After a while he handed it back. He scoffed at me and said "What a rip off... that thing doesn't play any better than mine." I smiled and went back to my playing, relieved to have my better tool back.

Experience makes a very big difference.


----------



## EIngerson (Dec 16, 2013)

hamlet said:


> matthewo said:
> 
> 
> > hamlet said:
> ...



A couple things on this one. The sides of the head are blurry because your depth of field is very shallow. The focal point is also the tip of the nose. (always use the eyes because that's where the viewers eye naturally looks.) The background you're going for isn't blown out, it blurred, meaning more separation from the subject. (blown out is a term used for something that's over exposed) The way to achieve the look you want is to have the background further away from the subject while increasing your aperture get the depth of field deep enough to cover the entire head on the portrait. 

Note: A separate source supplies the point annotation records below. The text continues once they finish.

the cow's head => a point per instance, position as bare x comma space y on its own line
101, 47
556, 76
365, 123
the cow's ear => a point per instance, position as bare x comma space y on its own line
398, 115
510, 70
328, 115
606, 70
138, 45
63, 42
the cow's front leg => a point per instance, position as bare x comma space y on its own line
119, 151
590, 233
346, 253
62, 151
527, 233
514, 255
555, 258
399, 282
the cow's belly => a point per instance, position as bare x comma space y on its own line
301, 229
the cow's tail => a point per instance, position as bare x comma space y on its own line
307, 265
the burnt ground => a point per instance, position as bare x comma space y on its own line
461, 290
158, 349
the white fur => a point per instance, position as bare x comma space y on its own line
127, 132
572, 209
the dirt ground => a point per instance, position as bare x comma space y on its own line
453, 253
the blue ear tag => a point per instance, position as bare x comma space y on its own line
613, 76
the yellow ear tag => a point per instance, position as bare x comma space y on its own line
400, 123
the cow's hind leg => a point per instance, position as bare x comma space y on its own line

It's not actually that bad of an image, you just have to be able to read it better and make adjustments to get what you want.


----------



## runnah (Dec 16, 2013)

Nope, you need to spend at minimum $10k on new gear.


----------



## hamlet (Dec 16, 2013)

@EIngersan

I know that, but my goal was to isolate my subject, it becomes less and less isolated if i do what you say on my 50mm. I've got the pictures to prove my point:


----------



## runnah (Dec 16, 2013)

manaheim said:


> Invisible to *you*.
> 
> That's the key. You're not good enough to know if or when your camera is failing you. That's not an insult. It's normal.
> 
> ...



Is that what they mean when they say "toot your own horn?"


----------



## EIngerson (Dec 16, 2013)

hamlet said:


> @EIngersan
> 
> I know that, but my goal was to isolate my subject, it becomes less and less isolated if i do what you say on my 50mm. I've got the pictures to prove my point:



Your subject is isolated just as much, if not more than the other one. You've just framed it different. Your camera is further away from the subject. Move it towards the subject and don't forget, the closer you are to it the shallower your depth of field. You might have to close your aperture to cover the subject the closer you get.


----------



## hamlet (Dec 16, 2013)

Maybe i'm doing something wrong, but that doesn't work on things that are three dimensional. This is as out of focus i can get my background.


----------



## EIngerson (Dec 16, 2013)

hamlet said:


> Maybe i'm doing something wrong, but that doesn't work on things that are three dimensional. This is as out of focus i can get my background.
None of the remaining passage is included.